In the following visualization, the locations of different types of crimes over a specified time range is displayed against a map of Baltimore City. The website contains a legend that informs the user about the significance of each color, and generates the visualization after the time range is specified.

D3 Visualization of Different Crimes against a map of Baltimore City


The following map is generated using D3.js, Baltimore City crime data geojson, and the topojson of Baltimore City neighborhoods. The map uses Albers projection. This visualization displays points of the crime on the Baltimore City map.

D3 Albers Projection Visualization of Crimes against a map of Baltimore City


Python Visualizations

Several visualizations are created in Python using Matplotlib and seaborn libraries, which are very versatile libraries that help in plotting a wide range of visualizations. In this part, we focused more on the temporal domain of the crime data and provided the trajectory of incidents over years, months, days of the week and hours of the day. Multiple visualizations are developed allowing the users to select the parameters to observe the crime.

Python Examples

In the following plot, it can be inferred that the Northeast and Southeast districts are the two most crime-infested districts. The Western district is by far the safest, with the Eastern district being a close second.

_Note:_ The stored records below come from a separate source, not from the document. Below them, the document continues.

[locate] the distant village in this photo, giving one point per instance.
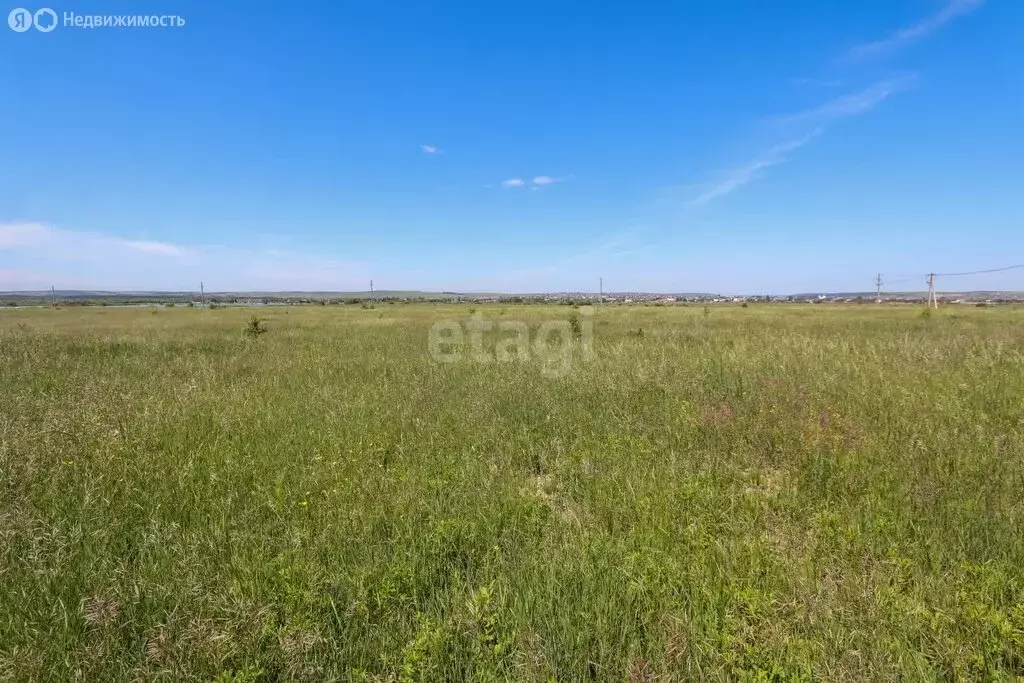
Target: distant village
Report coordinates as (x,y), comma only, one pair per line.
(215,299)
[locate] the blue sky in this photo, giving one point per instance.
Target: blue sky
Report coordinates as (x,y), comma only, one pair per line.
(733,145)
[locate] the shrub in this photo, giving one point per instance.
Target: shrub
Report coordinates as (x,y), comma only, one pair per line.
(576,326)
(255,327)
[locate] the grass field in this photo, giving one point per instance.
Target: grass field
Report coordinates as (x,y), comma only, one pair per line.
(772,493)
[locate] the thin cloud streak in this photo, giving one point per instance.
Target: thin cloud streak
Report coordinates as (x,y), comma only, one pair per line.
(817,119)
(75,259)
(741,175)
(950,11)
(851,104)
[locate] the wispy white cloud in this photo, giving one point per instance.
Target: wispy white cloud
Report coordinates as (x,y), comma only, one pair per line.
(75,259)
(79,246)
(850,104)
(740,175)
(817,82)
(811,123)
(544,180)
(951,10)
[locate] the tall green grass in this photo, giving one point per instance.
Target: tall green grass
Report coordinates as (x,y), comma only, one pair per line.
(774,493)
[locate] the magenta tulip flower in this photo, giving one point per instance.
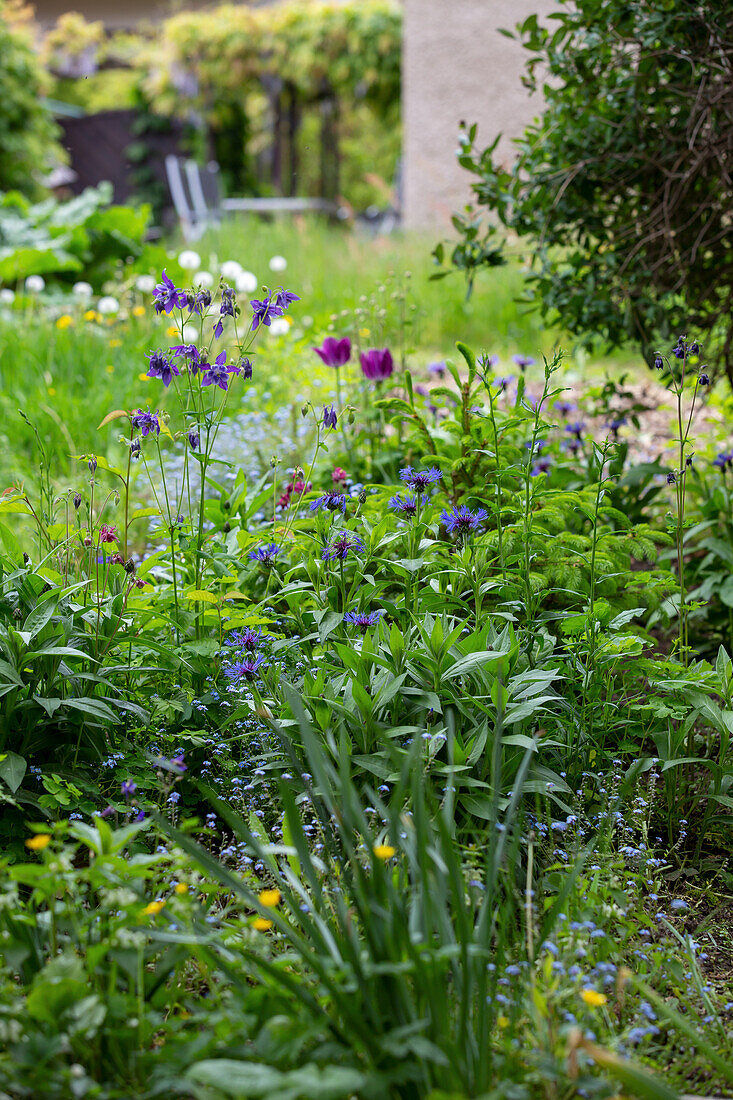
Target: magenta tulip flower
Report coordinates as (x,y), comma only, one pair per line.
(335,352)
(376,363)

Month Wise Crime Count Distribution across Districts


In the following visualizations, a swarmplot is plotted against its corresponding boxplot in order to show the user the distribution of data points. These data points are labeled as well, thereby adding another layer of information to the visualization. By contrasting a coloured swarmplot against its boxplot, it helps the user determine distribution of crime against different categories, such as days of the week and districts, as shown.

Incidents By Day grouped by Month


Incidents By District grouped by Month


Simple line graphs were used to show the trend of indoor and outdoor crimes across different months of the year in the time range specified by the user. This is instrumental in understanding the general trends and helps the police determine where to spend resources at different times of the year. For example, the significantly higher number of outdoor crimes during July - October period followed by a significant dip in the next three months implies that weather is a significant factor in the number of outdoor crimes committed. This can be used as a launching point to determine the counties or sections of the cities with higher crime during these time periods and ensure better policing in the area to help make the community safer.

Indoor and Outdoor Crimes by Month


The above nightingale rose chart visualization shows the crime count per hour. It is observed that crime from 1AM to 11AM is almost half of the crime occurring in the rest of the day (noon, evening upto midnight). This seems intuitive as most of the crimes occur outside of sleeping hours. However, it would be interesting to observe the burglaries, theft, and larceny separately in the same chart, by filtering using crime types in order to determine the time of day when they are the most frequent. This information can be used in effective patrolling and policing at specific times of the day where stores vulnerable to such crimes are present.

Indoor and Outdoor Crimes by District


Future Improvements


Due to time constraints, there was no chance to perform optimal data handling. Given the scope of the project, sufficient data preprocessing was done but there definitely is more potential for improvement. Sometimes, requesting a chart took up to 20 seconds, which calls for further investigation into data processing for quicker chart generation.

The version delivered for the project was running on a single data dump. If this project was to be made for an actual client, the ideal scenario would be to write an ETL code that would perform incremental data dumps, with the ETL framework consisting of a control table that tracks the last performed dump and only fetch the necessary rows from the source into the application.